Stefan Pot

No. 11 – Slovan Bratislava
- Position: Point guard
- League: SBL ABA League

Personal information
- Born: July 15, 1994 (age 31) Bijeljina, Bosnia and Herzegovina
- Listed height: 1.96 m (6 ft 5 in)
- Listed weight: 86 kg (190 lb)

Career information
- NBA draft: 2016: undrafted
- Playing career: 2009–present

Career history
- 2009–2010: Spartak Subotica
- 2010–2011: Novi Sad
- 2012–2014: Vojvodina Srbijagas
- 2014–2015: CSU Asesoft Ploiești
- 2015: Metalac
- 2015–2016: Mladost Zemun
- 2016–2017: Partizan
- 2017–2020: FMP
- 2020–2021: Igokea
- 2021–2022: Kolossos Rodou
- 2022–2024: Falco KC Szombathely
- 2024–2025: Antwerp Giants
- 2026–present: Slovan Bratislava

Career highlights
- Romanian League champion (2015); Bosnian Cup winner (2021); Hungarian Cup winner (2023); 2x Hungarian League champion (2023,2024);

= Stefan Pot =

Serbian basketball player (born 1994)

Stefan Pot (Стефан Пот; born 15 July 1994) is a Serbian professional basketball player for Slovan Bratislava of the Slovak Basketball League (SBL) and the ABA League.

== Playing career ==
Pot has started his professional career at Spartak Subotica, from which he moved to Novi Sad and afterwards to CSU Asesoft Ploiești in Romania. After that he returned to Serbia, where he appeared for Metalac and Mladost Zemun. The peak of his career came in the 2016–17 ABA season, when he signed with Partizan NIS and after that season he spent three seasons with FMP.

In August 2020, Pot signed for the Bosnian ABA team Igokea.

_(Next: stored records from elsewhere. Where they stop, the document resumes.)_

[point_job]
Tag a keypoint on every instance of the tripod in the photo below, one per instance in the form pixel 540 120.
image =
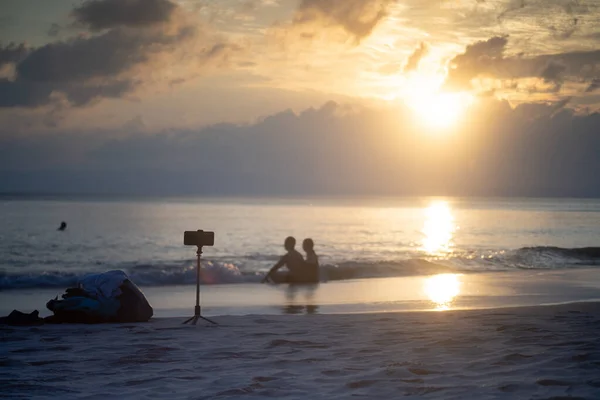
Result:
pixel 197 315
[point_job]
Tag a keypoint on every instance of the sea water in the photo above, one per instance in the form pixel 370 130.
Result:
pixel 354 238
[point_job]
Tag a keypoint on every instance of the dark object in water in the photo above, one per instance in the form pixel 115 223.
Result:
pixel 100 298
pixel 18 318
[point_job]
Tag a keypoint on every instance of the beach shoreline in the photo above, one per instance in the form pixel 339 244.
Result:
pixel 485 290
pixel 524 352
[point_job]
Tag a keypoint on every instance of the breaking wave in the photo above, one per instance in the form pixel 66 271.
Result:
pixel 215 272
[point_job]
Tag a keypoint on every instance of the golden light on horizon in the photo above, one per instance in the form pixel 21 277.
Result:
pixel 442 289
pixel 434 108
pixel 438 228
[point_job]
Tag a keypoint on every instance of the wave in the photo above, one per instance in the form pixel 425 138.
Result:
pixel 216 272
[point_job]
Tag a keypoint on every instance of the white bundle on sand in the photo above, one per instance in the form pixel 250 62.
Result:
pixel 105 297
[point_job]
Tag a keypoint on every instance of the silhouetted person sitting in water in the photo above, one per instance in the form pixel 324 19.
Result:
pixel 311 264
pixel 294 263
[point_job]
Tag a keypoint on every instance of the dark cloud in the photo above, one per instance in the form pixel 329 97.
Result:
pixel 13 53
pixel 553 72
pixel 532 150
pixel 416 56
pixel 357 17
pixel 513 6
pixel 478 58
pixel 54 30
pixel 109 64
pixel 104 14
pixel 487 58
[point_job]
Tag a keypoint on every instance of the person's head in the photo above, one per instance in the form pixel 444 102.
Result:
pixel 290 243
pixel 308 244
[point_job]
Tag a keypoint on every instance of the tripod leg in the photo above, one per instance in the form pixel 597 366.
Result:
pixel 206 319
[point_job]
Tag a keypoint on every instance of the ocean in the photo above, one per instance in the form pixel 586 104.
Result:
pixel 354 238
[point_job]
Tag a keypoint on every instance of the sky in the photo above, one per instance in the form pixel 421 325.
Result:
pixel 301 97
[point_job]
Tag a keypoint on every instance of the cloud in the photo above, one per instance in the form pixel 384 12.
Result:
pixel 594 85
pixel 329 150
pixel 487 58
pixel 13 53
pixel 416 56
pixel 358 18
pixel 105 14
pixel 139 39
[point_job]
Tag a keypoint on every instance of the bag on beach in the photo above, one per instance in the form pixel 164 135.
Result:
pixel 106 297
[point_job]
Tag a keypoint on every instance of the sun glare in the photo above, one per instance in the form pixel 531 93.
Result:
pixel 433 107
pixel 438 229
pixel 442 289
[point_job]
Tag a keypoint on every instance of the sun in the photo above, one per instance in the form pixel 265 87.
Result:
pixel 434 108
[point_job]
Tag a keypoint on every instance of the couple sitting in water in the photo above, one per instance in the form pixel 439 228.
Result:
pixel 299 269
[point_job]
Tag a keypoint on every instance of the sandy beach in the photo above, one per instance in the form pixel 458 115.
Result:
pixel 548 352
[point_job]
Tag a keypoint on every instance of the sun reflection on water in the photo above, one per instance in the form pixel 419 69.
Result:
pixel 438 229
pixel 442 289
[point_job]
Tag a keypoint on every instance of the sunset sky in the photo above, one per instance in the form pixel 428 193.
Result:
pixel 104 85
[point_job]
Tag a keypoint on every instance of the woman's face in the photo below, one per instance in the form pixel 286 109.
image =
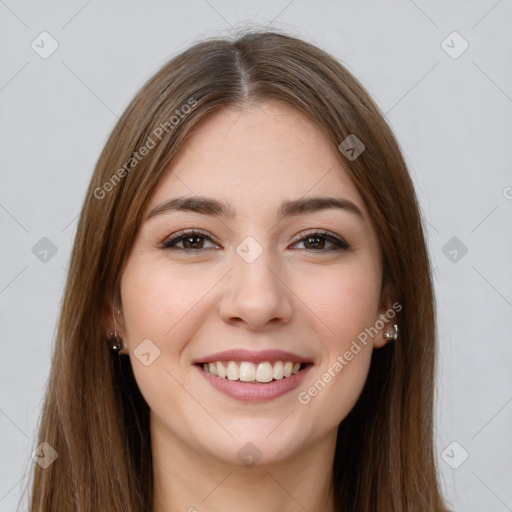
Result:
pixel 258 277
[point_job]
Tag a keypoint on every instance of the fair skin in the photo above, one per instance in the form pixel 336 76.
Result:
pixel 297 295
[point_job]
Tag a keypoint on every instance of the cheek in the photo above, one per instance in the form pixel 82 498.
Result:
pixel 156 300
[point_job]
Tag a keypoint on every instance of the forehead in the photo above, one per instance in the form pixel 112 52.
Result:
pixel 257 155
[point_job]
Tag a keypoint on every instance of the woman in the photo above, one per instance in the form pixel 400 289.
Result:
pixel 248 319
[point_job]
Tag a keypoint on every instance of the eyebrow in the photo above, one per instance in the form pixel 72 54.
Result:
pixel 209 206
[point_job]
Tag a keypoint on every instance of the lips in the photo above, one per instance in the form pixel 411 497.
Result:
pixel 254 376
pixel 239 355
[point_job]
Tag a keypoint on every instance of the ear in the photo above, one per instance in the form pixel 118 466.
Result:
pixel 113 319
pixel 388 309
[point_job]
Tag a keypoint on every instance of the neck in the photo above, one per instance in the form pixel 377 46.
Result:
pixel 189 481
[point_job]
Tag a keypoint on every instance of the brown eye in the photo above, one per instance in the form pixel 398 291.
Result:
pixel 316 242
pixel 191 240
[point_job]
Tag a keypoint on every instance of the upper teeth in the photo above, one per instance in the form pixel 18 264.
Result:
pixel 250 372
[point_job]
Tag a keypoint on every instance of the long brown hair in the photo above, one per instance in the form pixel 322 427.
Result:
pixel 94 415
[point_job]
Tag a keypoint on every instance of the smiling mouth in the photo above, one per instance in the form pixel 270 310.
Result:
pixel 258 373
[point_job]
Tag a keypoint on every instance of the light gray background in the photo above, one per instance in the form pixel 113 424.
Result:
pixel 452 117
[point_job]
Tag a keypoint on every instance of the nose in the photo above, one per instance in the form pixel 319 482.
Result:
pixel 254 296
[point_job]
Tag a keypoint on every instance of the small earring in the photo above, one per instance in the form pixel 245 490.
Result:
pixel 115 342
pixel 394 335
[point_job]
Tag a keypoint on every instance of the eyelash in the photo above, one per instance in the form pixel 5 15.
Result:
pixel 339 244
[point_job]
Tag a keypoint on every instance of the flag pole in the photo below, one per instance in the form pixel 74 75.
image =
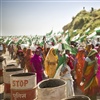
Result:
pixel 1 18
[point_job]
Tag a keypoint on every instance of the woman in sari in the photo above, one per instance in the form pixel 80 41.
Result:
pixel 80 60
pixel 98 69
pixel 89 75
pixel 28 57
pixel 50 63
pixel 65 74
pixel 37 65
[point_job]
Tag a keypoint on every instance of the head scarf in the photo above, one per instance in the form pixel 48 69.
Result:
pixel 92 52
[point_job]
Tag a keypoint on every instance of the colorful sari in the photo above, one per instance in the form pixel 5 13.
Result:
pixel 50 63
pixel 91 83
pixel 80 57
pixel 37 66
pixel 28 57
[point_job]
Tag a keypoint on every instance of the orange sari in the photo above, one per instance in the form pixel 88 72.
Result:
pixel 50 63
pixel 91 83
pixel 79 67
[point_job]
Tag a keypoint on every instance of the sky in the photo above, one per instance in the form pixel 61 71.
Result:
pixel 38 17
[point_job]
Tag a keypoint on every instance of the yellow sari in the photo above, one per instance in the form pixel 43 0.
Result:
pixel 50 63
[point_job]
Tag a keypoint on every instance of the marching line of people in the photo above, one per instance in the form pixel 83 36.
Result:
pixel 80 70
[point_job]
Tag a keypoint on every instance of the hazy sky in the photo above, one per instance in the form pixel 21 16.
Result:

He averaged 8.0 points, 3.3 assists and 2.3 rebounds per game.

On September 25, 2021, Pot signed with Kolossos Rodou of the Greek Basket League, replacing Ty Lawson. In 26 games, he averaged 8 points, 3.7 rebounds, 4.7 assists and 0.6 steals, playing around 24 minutes per contest.